Resource capacity allocation#

Workers have limits — CPU, memory, GPU, DB connections. The scheduler should respect them:

• Worker tags — task requires gpu:true; only GPU-equipped workers can lease it.
• Concurrency caps — at most 5 “send_email” tasks running at once cluster-wide.
• Rate limits — at most 100 SMS sends/sec (downstream provider limit).

Trade-offs#

Other axes:

• Pull vs push dispatch — pull (worker polls scheduler) scales linearly, gives natural backpressure; push (scheduler sends to worker) lower latency but harder to load-balance.
• In-process scheduler vs distributed — a single Postgres + SKIP LOCKED handles tens of thousands of tasks/sec on commodity hardware.

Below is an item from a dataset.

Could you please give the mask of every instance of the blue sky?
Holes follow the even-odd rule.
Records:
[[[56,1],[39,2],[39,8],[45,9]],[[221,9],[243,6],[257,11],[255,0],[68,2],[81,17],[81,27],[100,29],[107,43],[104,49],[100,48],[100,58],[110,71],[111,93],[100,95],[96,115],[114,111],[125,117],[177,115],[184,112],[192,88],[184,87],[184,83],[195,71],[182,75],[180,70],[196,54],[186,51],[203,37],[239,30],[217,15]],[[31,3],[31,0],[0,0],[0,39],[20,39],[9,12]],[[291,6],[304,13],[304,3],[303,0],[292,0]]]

A separate distributed scheduler is justified beyond that.
• Sync execution vs async with poll — fast tasks (< 1 s) often complete synchronously inside the web request; slower tasks defer to async. The cut-off depends on your latency budget.

Real-world examples#

• Sidekiq — Ruby’s dominant background job framework. Redis-backed, 200k jobs/sec on a single cluster.
• Celery — Python equivalent; supports RabbitMQ, Redis, Kafka backends. Heavy in scientific computing.
• Apache Airflow — DAG-based ETL scheduler; Airbnb invented it (2014), now Apache top-level. Used at most data-team-having companies.
• Temporal — successor to Uber’s Cadence; durable execution as code. Used by Coinbase, Stripe, Box, Snap.
• AWS Step Functions — managed workflow engine; state machine JSON definitions; pay-per-transition.
• Quartz — JVM enterprise scheduler; powers many in-house cron systems.
• GitLab Sidekiq + cron schedulers — runs ~50M jobs/day across the gitlab.com fleet.
• Google Borg / Kubernetes Jobs — at the infrastructure layer; not a task scheduler in the application sense but the dispatch primitive underneath.

Related building blocks#

• Distributed Messaging Queue — the transport layer underneath most schedulers.
• Databases — durable task state lives here.
• Pub-Sub — used to broadcast task lifecycle events.
• Sequencer — generates idempotency keys and trace IDs.